Lieven Boeve stopt in juni als topman van Katholiek Onderwijs Vlaanderen. Na twee mandaten van vijf jaar keert hij terug naar zijn oude stal, de KU Leuven. Zijn opvolger staat voor grote uitdagingen.
De komende weken zal daarom met bovenmatige interesse naar de Guimardstraat gekeken worden. Met een marktaandeel van 70 procent geldt het zitje van directeur-generaal als de machtigste stoel in het Vlaamse onderwijs.
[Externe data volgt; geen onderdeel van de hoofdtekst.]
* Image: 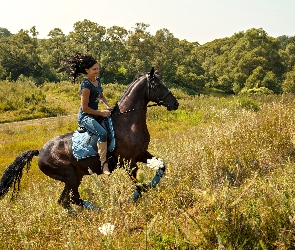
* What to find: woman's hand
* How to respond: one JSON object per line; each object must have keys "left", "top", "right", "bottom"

{"left": 99, "top": 110, "right": 111, "bottom": 117}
Maar dan moet Boeves opvolger er wel in slagen de organisatie samen te houden. Dat wordt een uitdaging, want er zijn interne spanningen. Schoolbesturen vinden dat er te weinig erkenning is voor hun slagkracht, dat er te weinig in samenspraak beslist wordt, dat er te weinig lokale voeling is. En dat hun vrijheid en autonomie in het gedrang komen door een organisatie die net vrijheid en autonomie nastreeft. Ook directies hebben het gevoel dat hun belangen onvoldoende behartigd worden.
Gebrek aan empathie
De context verklaart mee het onbehagen: het onderwijsdebat is de afgelopen jaren stevig gepolariseerd. Ook het katholiek onderwijs draait mee in die carrousel. Veel schoolbesturen vinden dat de toon te agressief is en de communicatie te weinig verbindend. Ook dat speelt een belangrijke rol in de twijfel. Empathie, voor besturen, directies en leerkrachten, is daarbij een sleutelwoord. Het gebrek eraan versterkt de vraag: wat krijgen wij eigenlijk nog terug?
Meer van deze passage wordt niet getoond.